Packaging company Smurfit Kappa said it has raised about €660m through the placing of new ordinary shares.

The equity raising exercise was open to new and existing investors.

Smurfit Kappa said that a total of 19,411,765 new ordinary shares were placed at a price of €34 per share, and represent about 8.1% of the company's issued share capital.

The company said it made the move as there was an opportunity to accelerate its vision by capitalising on the trends in e-commerce and sustainability that are creating significant opportunities for the business.

"Our strong track record of delivery has resulted in the Group being very well-positioned to capitalise on structural growth opportunities," said Group CEO Tony Smurfit.

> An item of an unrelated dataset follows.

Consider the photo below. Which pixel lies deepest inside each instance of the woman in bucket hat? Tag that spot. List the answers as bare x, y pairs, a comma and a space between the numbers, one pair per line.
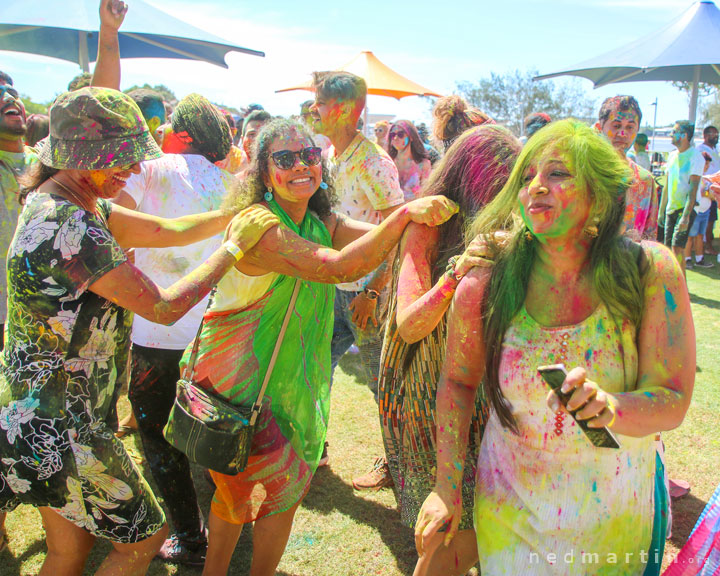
70, 285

"From this position of strength we are now focused on investing to strengthen the business and accelerating our vision."

"Net proceeds from the placing, together with internally generated cash flows, will enable us to accelerate investment over the next three years, and enable us to deliver for our customers with enhanced financial flexibility."

He added that accelerating investment will allow the company to increase its competitive advantage, align with the sustainability goals of customers and enhance its operational efficiency.

The group said it has identified €1.2 to €1.4 billion of investment opportunities, which it believes will strengthen the business for the long-term.

The new shares will not be eligible for the recently declared interim dividend of 27.9 cent per share that is payable on December 11.

Credit Suisse Securities, Davy and BNP Paribas acted as joint global co-ordinators and joint bookrunners for the placing.